Honest people call it theft. Our governor, our legislators and our judges call it a pay raise.

That’s why people everywhere are angry. Because our political leaders treated us like nothing but walking wallets instead of citizens in a democracy.

Well we don’t have to wait until next year to strike back.

We can cast our first vote against the pay raise on November 8 by voting against two people who are already taking the pay raise. And they’re not even using so-called "unvouchered expenses."

They are Supreme Court Justices Sandra Shultz Newman and Russell Nigro. On Nov. 8, we get to decide whether they stay on our Supreme Court and keep getting the pay raise.

What do they have to do with the pay raise? Everything.

Our General Assembly enacts laws like the pay raise in the dead of night when we don’t — and can’t — know what they’re doing because our Supreme Court, including Newman and Nigro, has told them it’s OK.

Time after time, our Supreme Court has said it’s OK to make us pay for laws that we know nothing about until it’s too late. Time after time, our Supreme Court has said that the Constitution doesn’t mean what it plainly says.

What does the Constitution say? Among other things, it says that proposed laws must be considered on three different days in the House and three different days in the Senate. That’s six days total.

That seems clear enough. But our legislature and Supreme Court, including Newman and Nigro, have tortured this plain language to allow a bait-and-switch game where they tell us they’re going to do one thing, then suddenly do something completely different.

We’ve seen it year after year. Last year, it was the gambling law. It started out as a two-page bill and ended up in a matter of hours — not six days — as a 146-page law that is making Pennsylvania the slot machine capital of the east coast.

What did the original bill have in common with the final law?

Nothing. Not one single word. It’s classic bait-and-switch. A retail business couldn’t get away with that. Why should our governor and our legislature and our Supreme Court?

Yet on June 22 our Supreme Court said it was perfectly OK.

And what happened just 18 days later? Governor Rendell and the General Assembly, with the cooperation of Chief Justice Ralph Cappy, did exactly the same thing with the pay raise.

It started out as a 24-line proposal to limit salaries in the executive branch. But in a matter of minutes, it became a 22-page law to increase salaries in all three branches of government. And not one word of the original bill ended up in the final law.

So with both the gambling law and the pay raise, the only thing that got six full days of consideration was a blank sheet of paper.

It’s time to appeal to the Court of Common Sense.

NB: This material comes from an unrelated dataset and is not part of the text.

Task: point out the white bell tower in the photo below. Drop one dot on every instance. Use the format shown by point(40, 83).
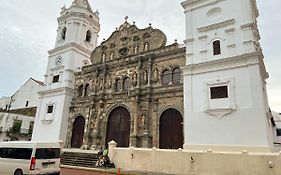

It’s time to declare that anyone who thinks a blank sheet of paper is the same thing as a huge law doesn’t have the common sense or the judgment to sit on our Supreme Court.

The court says it owes "deference" to the legislature.

Wrong. The court owes deference to the people. The people are the sovereigns, and the legislators are the servants. Anyone like Newman and Nigro who doesn’t know the difference between sovereigns and servants has no business on the Supreme Court.

The court says it must "presume" that the legislature acts according to the Constitution.

Wrong. The court must "presume" that the Constitution means what it plainly says, not what legislators torture it to mean to suit their political ends.

Anyone like Newman and Nigro who can’t enforce the plain meaning of the Constitution in order to protect the people from abuse by their government has no business on the Supreme Court.

On Nov. 8, use your vote to say "yes" to representative democracy and "no" to Newman and Nigro.

Use your vote to say "yes" to a government that treats us with respect and "no" to Newman and Nigro.

Use your vote to say "yes" to our Constitution and "no" to Newman and Nigro.

Remember: Our political leaders won’t change their behavior until we change our behavior.

So let’s change some behavior by voting Newman and Nigro "No!"